Como en tantos otros ejemplos canarios, a San Sebastián se le rindió culto en la vieja ermita adejera del mar a través de su representación en un lienzo al óleo, según se hace constar en la visita cursada por el juez visitador del Obispado de Tenerife en 1835, quien ordenó que el cuadro fuese trasladado a parroquia de Adeje hasta que la ermita fuese restaurada por el «Exmo. Sr. Marqués de Bélgida y Mondéjar como Patrono de la expresada hermita»[1].
En el cuadro, San Sebastián, jefe de la primera cohorte de la guardia pretoriana, aparece representado en el momento del suplicio —en Roma—, atado y atravesado por flechas. Se encuentra desnudo —lo cubre sólo un paño de pudor, como en las figuraciones de la Crucifixión—, con pies y manos atados al tronco de un árbol desprovisto de ramas verdes, una composición que remite inevitablemente a la imagen de Cristo en el momento de la Pasión, en concreto, al tema iconográfico de Cristo atado a la columna o La flagelación, al que parece adherirse; el martirio de San Sebastián conecta así con el suplicio de Jesús y sus heridas, con las llagas de Cristo.
El atributo constante de San Sebastián son las flechas, pero a diferencia de otros santos, casi nunca porta los instrumentos de su martirio en la mano, al menos cuando se le representa desnudo —como en este caso—; su cuerpo sirve aquí de blanco a las saetas y a pesar de que éstas ya lo han atravesado, el soldado inclina ligeramente la cabeza hacia la derecha, implorando el favor divino.
Al fondo se ve el cielo, resuelto con nubes en claroscuros y, bajo éstas, en la lejanía, se distingue un paisaje dividido en dos escenas. A la izquierda, con profundidad en la perspectiva, colinas —acaso las siete de Roma— y un puerto o cala donde navega un barco de vela y arriba un bote, que conduce a los pasajeros del agua a tierra firme, probablemente, una representación del río Tíber, al que Roma se ligó desde su nacimiento. A la derecha, hacia el primer plano, un palacio o ciudadela, con edificaciones de cubiertas rojas, árboles y lo que parece una escena de transacción comercial entre dos hombres que mercadean con esclavos y animales, entre los que se distingue un camello de una sola joroba o dromedario.

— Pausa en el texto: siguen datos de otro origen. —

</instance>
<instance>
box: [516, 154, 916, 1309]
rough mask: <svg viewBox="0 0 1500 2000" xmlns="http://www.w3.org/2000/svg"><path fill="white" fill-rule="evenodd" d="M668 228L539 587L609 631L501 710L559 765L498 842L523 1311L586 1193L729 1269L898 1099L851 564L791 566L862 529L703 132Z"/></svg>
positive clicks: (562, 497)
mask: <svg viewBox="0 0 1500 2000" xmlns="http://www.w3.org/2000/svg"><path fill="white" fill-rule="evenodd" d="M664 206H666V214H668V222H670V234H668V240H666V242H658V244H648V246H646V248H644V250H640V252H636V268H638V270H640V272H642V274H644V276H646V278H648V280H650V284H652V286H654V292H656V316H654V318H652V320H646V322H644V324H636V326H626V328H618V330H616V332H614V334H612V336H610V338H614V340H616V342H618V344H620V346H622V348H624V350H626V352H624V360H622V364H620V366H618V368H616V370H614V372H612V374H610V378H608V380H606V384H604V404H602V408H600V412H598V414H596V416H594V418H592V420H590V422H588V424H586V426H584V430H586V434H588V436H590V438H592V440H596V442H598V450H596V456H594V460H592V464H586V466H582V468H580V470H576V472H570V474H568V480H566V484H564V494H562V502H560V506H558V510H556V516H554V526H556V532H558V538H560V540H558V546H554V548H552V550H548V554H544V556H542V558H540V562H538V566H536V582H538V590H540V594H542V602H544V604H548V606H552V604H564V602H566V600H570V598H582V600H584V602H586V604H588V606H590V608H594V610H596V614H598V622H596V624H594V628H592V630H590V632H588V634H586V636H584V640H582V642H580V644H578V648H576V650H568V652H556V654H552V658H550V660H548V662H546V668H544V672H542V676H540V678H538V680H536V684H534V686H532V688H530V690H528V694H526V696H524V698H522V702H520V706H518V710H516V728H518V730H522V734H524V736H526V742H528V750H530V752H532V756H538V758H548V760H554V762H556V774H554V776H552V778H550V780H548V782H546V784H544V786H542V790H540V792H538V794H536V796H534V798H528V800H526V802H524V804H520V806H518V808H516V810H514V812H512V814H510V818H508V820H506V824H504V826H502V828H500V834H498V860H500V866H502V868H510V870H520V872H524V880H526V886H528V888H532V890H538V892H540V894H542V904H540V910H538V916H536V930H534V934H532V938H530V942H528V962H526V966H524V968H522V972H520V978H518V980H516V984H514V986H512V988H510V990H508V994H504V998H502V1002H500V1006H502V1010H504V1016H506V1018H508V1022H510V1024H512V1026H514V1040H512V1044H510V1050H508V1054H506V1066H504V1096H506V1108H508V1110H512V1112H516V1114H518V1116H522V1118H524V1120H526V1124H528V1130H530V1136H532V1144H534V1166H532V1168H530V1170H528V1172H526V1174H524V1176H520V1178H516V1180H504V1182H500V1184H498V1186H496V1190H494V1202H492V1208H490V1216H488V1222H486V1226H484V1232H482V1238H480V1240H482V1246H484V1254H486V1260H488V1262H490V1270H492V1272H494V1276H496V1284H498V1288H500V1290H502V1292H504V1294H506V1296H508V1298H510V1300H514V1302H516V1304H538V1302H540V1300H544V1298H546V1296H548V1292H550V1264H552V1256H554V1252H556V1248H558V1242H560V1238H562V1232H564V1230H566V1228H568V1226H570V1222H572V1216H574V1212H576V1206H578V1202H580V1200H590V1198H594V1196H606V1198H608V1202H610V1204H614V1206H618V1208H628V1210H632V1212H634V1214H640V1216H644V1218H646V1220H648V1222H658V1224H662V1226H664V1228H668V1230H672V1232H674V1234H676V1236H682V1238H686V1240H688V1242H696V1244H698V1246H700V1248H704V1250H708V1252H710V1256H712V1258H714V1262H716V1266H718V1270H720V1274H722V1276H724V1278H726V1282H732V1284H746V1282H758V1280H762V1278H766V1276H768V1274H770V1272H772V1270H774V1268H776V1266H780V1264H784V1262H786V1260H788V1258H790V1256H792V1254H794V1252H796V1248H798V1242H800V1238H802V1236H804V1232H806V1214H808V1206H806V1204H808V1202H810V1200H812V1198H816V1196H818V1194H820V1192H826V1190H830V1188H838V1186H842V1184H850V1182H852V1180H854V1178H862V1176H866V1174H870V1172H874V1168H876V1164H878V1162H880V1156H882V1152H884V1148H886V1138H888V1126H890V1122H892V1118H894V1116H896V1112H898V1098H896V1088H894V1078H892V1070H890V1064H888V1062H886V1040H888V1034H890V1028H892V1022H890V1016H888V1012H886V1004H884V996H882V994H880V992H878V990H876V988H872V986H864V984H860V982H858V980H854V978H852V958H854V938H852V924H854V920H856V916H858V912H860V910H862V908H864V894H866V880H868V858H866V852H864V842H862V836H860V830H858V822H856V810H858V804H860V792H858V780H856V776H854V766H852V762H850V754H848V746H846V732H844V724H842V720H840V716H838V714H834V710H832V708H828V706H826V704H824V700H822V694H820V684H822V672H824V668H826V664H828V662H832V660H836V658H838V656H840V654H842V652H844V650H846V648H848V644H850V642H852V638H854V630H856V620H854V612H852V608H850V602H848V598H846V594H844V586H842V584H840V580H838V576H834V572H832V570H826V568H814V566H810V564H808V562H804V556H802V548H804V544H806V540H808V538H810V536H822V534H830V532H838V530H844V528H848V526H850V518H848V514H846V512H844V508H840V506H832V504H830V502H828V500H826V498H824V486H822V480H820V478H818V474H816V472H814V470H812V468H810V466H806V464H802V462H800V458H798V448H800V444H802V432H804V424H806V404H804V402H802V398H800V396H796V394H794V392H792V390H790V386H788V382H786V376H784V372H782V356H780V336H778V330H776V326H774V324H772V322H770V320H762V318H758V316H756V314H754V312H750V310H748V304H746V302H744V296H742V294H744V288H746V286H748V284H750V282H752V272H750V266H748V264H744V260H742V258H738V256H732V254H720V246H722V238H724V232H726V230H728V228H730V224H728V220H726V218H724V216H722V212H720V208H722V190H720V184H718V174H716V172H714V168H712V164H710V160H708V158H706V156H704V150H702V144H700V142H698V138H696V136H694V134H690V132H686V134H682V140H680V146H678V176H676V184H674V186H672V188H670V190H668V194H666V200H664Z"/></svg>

El motivo paisajístico de la representación, con el río, el caladero, el santo mártir y la ciudad no parecen casuales en un cuadro encargado para la ermita marítima de Adeje, en la que desde antiguo están presentes los mismos elementos: la bahía, la cala y el camino de La Enramada, que comunicaba el puerto con el área interior del señorío de los Ponte, el santo, protector contra las epidemias —en nuestro caso, propiciadas por el contacto comercial a través del mar—, y la ciudadela, la Villa de Adeje.
[1] Díaz Frías, Nelson, La historia de Adeje, [La Laguna]: Centro de la Cultura Popular Canaria; Adeje (Tenerife): Ayuntamiento de Adeje, 1999, p. 219.